President Trump instead gave a speech that’s difficult to describe without minimizing how terrible it was for our country. Reading through the whole transcript, I was reminded of media critique that became common during Trump’s first presidential run and term: By selectively quoting or paraphrasing his public addresses, news outlets inadvertently make him seem more coherent than he seems if you watch or read everything he’s said verbatim. I’m going to skip doing the same here.
There was a coherence to Trump’s UN speech, though. Trump blamed most of the world’s problems on migrants. He also rejected climate science, vilified scientific experts, and doubled down on the use of fossil fuels. Even with all its non-sequiturs, insults, false or misleading claims, the speech makes perfect sense, from one perspective. If we consider that Trump using his stature as president of the United States to call renewable energy “a scam” on the world’s stage is akin to Trump writing on Truth Social that his supporters should buy his crypto meme coins (or the Trump administration giving $22 billion in contracts to Space X after Elon Musk gave $277 million to support him and other Republican candidates), the speech transforms from verbal chaos to the clear calculations of a corrupt politician who is very comfortable with running very real self-dealing scams from our highest office.
Trump has an openly transactional relationship with the fossil fuel industry. During an event hosted at Mar-a-Lago last year, Trump asked oil CEOs to give $1 billion to his campaign, promising to gut President Biden’s landmark climate legislation and prevent the United States from committing to any future ambitious climate goals. According to the Washington Post, at the event, Trump told oil executives that they’d get coveted drilling permits “on Day 1” and his administration would approve their mergers.
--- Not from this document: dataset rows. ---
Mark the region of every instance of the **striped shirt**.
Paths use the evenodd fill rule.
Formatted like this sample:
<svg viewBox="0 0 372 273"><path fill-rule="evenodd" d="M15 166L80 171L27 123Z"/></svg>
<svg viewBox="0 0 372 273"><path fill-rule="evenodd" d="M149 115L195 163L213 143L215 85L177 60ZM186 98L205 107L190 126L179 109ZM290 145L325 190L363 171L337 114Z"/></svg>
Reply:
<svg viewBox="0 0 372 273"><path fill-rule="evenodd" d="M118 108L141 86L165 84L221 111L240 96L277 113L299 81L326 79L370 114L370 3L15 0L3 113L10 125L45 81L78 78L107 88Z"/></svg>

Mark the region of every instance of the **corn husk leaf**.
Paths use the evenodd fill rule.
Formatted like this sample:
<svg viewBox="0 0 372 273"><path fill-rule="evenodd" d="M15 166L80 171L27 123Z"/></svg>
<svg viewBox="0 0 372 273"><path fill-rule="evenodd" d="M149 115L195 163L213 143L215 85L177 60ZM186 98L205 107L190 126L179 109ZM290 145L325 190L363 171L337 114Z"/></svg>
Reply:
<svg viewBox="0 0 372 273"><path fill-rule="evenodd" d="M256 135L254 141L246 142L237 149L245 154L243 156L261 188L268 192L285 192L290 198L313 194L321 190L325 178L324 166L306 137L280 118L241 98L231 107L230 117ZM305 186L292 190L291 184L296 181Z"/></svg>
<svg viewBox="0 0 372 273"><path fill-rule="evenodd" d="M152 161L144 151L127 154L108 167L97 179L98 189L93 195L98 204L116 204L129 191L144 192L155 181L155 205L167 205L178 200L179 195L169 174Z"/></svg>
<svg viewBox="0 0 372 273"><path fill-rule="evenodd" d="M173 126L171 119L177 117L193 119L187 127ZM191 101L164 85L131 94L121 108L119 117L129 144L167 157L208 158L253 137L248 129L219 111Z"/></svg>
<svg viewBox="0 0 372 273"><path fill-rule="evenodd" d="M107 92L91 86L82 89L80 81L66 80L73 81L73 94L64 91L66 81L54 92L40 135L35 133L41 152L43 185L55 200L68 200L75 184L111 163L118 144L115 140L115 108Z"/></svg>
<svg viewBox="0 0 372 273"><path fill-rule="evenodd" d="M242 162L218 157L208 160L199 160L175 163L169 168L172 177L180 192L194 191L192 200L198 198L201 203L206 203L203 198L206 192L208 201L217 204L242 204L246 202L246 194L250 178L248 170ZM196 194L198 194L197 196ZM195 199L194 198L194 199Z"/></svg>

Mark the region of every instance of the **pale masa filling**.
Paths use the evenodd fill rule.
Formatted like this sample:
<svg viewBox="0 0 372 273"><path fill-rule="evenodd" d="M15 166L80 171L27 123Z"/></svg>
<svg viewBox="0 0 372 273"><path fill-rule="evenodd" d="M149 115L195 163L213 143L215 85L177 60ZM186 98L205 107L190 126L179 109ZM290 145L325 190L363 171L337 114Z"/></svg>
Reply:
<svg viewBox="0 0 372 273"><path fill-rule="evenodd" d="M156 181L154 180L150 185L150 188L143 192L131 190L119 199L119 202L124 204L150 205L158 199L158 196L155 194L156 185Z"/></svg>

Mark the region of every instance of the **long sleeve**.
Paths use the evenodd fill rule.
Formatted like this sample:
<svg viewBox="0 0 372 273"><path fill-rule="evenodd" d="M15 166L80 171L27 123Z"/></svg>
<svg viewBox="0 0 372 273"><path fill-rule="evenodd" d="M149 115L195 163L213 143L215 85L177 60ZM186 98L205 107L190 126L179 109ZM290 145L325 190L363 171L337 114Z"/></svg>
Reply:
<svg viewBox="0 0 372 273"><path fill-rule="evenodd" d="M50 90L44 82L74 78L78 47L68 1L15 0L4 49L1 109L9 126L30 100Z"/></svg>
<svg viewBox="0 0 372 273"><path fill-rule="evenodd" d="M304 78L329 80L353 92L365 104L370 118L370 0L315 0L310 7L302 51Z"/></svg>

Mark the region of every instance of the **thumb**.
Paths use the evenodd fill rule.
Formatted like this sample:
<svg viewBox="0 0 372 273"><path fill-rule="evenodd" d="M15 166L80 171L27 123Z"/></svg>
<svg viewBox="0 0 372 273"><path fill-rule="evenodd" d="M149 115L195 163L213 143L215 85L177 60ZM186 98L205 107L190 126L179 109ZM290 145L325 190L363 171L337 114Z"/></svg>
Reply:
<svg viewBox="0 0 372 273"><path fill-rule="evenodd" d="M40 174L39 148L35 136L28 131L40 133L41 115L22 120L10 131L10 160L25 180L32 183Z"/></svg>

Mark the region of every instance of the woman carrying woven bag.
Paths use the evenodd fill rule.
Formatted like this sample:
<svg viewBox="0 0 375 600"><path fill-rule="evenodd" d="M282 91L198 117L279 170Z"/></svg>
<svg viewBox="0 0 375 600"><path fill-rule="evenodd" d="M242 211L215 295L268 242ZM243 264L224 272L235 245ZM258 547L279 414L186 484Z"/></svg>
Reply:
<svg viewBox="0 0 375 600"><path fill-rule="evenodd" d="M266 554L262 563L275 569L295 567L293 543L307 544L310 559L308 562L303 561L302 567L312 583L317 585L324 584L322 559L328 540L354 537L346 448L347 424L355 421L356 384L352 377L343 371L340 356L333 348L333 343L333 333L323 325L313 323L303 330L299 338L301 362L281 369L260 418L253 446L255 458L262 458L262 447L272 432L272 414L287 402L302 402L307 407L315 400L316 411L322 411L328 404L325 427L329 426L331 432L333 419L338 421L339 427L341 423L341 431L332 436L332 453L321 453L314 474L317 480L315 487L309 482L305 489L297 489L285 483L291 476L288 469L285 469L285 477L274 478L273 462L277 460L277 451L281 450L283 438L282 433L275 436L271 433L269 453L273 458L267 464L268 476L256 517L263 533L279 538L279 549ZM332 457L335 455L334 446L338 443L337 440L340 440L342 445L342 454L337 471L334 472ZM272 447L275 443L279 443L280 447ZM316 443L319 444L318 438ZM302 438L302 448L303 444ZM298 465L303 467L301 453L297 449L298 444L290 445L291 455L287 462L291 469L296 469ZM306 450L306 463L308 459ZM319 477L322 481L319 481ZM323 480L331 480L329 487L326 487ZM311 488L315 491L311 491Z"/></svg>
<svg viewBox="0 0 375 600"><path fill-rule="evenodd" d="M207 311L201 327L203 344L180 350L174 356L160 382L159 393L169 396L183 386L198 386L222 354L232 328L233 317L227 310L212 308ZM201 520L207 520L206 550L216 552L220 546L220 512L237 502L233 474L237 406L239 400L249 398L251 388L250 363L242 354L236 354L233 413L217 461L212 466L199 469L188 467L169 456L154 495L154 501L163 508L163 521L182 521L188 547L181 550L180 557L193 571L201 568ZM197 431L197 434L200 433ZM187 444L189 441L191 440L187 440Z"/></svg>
Oil companies spent $96 million in direct contributions to support Trump’s campaign during the 2024 campaign cycle, plus an additional $80 million on advertising supporting Trump and other Republicans, according to a report from the nonprofit Climate Power. As we try to take in those numbers, it’s important to keep in mind that oil companies almost certainly gave more in dark money that is by definition difficult if not impossible to trace. So, we can’t know how much fossil fuel companies really spent to get a president in their pocket.
As Democracy News previously described, in one example, oil producer Energy Transfer Partners and its CEO, Kelcy Warren, were the largest donors to the Trump supporting super PAC MAGA Inc., donating a combined $25 million. After Trump took office this January, his administration greenlit a major Energy Transfer Partners project, and Warren’s personal net worth increased by 10% in a single day.
Executives at companies like Energy Transfer Partners knew what they were buying. According to Politico, oil industry lawyers and lobbyists pre-drafted executive orders that they wanted President Trump to sign. “As promised, Trump is rewarding the industry by adopting its policy agenda as his own,” writes Owen Bacskai of the Brennan Center. “The fossil fuel industry is reaping major returns on its investment in the Trump administration.”
The Republican megabill Trump signed into law gutted Biden’s renewable energy incentives and instead gave oil and gas companies $18 billion in tax breaks. As the Climate Power report concludes, “Trump’s close ties to oil and gas executives and his willingness to prioritize their agenda underscore the relationship between his political ambitions and Big Oil’s financial goals.”
If the current situation wasn’t so bleak, it would be comical that Biden’s Inflation Reduction Act (which, despite its name, was largely a climate bill) was lampooned by Republicans as if it were in service of the wealthy because it offered tax incentives for buying electric vehicles. The Biden-era clean energy incentives — which provided things like tax breaks for installing solar panels and explicitly focused some of its programs around encouraging clean energy in low-income areas — were designed to make renewable energy accessible and widespread. Trump’s energy policy is designed to funnel money to energy barons like Kelcy Warren, whose personal net worth is an estimated $8.2 billion. There’s nothing populist about Trump’s disdain for renewables. Or his disinterest in anyone who has already experienced a wildfire or flood.
By most measures, nothing Trump said last week made sense. But by another, it made all the sense in the world: Glorifying American oil is yet another way Trump is delivering his biggest donors a giant transfer of wealth.